Fünf Elemente
Die fünf Elemente
Die vietnamesischen Küche und ihre Vielfältigkeit basiert nicht nur auf der Vielfalt der Zutaten. Häufig wurden Gerichte aus anderen Kulturen übernommen und dem regionalen Geschmack angepasst. Während im Norden der chinesische Einfluss stark war, übernahm der Süden viele Einflüsse aus Thailand und Laos.
Auch die französische Besatzung hinterließ kulinarische Spuren: Die Crêpes, Baguettes und Croissants in den größeren Städten wären selbst einer Pariser Boulangerie würdig und der exzellente Kaffee aus dem zentralen Hochland hat seinen festen Platz in der vietnamesischen Kultur gefunden.
Yin, Yang und die fünf Elemente
Die vietnamesische Küche kennt genau wie die indische Küche einen Ausgleich anhand der die fünf Elemente symbolisierenden fünf Grundgeschmacksrichtungen scharf, salzig, bitter, süß und sauer. Dazu kommen weitere „Fünfer“-Grundprinzipien: Ein Gericht sollte fünf Farben aufweisen, mit fünf Gewürzen zubereitet sein und fünf Sinne ansprechen.
Damit nicht genug wird das aus dem chinesischen Konfuzianismus übernommene Gedankenspiel über den Ausgleich von „yin“ und „yang“ angewandt, auf das Essen im Sinne von „kühlend“ und „wärmend“ bezogen.
Entenfleisch gilt als yin, also kühlend - es wird daher im Sommer (yang) gegessen. Fisch ist ebenfalls yin, also gehört dazu eine wärmende Portion Ingwer (yang).
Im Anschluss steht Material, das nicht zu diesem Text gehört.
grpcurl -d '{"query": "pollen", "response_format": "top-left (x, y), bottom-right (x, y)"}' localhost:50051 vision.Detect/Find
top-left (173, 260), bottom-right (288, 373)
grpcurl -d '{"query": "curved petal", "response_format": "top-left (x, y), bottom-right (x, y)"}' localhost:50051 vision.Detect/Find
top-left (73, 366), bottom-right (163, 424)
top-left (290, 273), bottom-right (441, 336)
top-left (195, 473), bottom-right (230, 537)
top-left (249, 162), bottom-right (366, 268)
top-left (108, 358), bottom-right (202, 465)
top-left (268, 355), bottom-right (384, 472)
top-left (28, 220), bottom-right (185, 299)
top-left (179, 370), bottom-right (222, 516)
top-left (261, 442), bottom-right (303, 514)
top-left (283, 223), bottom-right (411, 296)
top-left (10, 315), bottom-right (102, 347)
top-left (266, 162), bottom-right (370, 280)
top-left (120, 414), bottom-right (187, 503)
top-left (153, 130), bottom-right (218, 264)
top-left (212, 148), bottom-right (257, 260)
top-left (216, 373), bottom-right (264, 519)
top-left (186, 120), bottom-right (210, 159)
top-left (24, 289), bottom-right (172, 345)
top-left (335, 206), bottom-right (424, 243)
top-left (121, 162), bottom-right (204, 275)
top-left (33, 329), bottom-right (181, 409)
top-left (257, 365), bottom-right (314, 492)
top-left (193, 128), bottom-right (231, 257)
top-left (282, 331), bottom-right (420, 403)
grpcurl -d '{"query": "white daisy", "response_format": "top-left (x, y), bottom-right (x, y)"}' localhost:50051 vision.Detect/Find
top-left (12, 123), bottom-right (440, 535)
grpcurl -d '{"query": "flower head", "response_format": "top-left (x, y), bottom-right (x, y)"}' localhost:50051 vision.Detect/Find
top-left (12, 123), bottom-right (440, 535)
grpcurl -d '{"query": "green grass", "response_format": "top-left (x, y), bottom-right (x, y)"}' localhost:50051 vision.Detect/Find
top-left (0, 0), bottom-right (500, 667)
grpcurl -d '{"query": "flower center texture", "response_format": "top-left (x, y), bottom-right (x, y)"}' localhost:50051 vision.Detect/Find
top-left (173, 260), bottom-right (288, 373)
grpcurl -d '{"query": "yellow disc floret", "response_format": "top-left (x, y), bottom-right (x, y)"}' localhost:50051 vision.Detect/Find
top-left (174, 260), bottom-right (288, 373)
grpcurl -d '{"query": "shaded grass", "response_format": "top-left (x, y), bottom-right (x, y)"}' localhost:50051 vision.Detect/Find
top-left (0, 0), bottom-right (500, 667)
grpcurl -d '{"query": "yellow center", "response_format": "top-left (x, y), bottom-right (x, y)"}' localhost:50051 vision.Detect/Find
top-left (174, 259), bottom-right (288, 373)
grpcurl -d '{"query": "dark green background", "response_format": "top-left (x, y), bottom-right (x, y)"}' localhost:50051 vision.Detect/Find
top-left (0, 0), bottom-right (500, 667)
Scharfe Gewürze (mächtig yang!) müssen in der vietnamesischen Küche mit sauren Zutaten (yin) ausgeglichen werden. Interessanterweise ergeben sich damit auch für den westlichen Gaumen tatsächlich harmonisch schmeckende Gerichte. Anhand dieser Richtlinien kann man zuhause sehr gut bei der asiatischen Küche improvisieren, wenn eine Zutat fehlt oder man sich einfach nicht sicher ist, was noch fehlt.
Zu einem vietnamesischen Menü oder einer Festtafel gehört übrigens auch immer mindestens ein frischer Salat – beispielsweise der „Gỏi ga“, ein Hühnchensalat. Dieser kann aus fein geschnittenem Stangensellerie, Blatt- oder Chinakohl, Möhren, Zwiebeln, Minze und Koriandergrün bestehen.
Dazu kommen kleingeschnittenes Hühnchenfleisch, gebratene Meeresfrüchte oder Fischstücke, bevor alles mit einem Dressing aus Zucker, milder Fischsauce, Knoblauch, Essig und Chilistückchen auf einem Teller angerichtet wird. Zur Dekoration und geschmacklichen Abrundung kommen geröstete Erdnüsse zum Einsatz.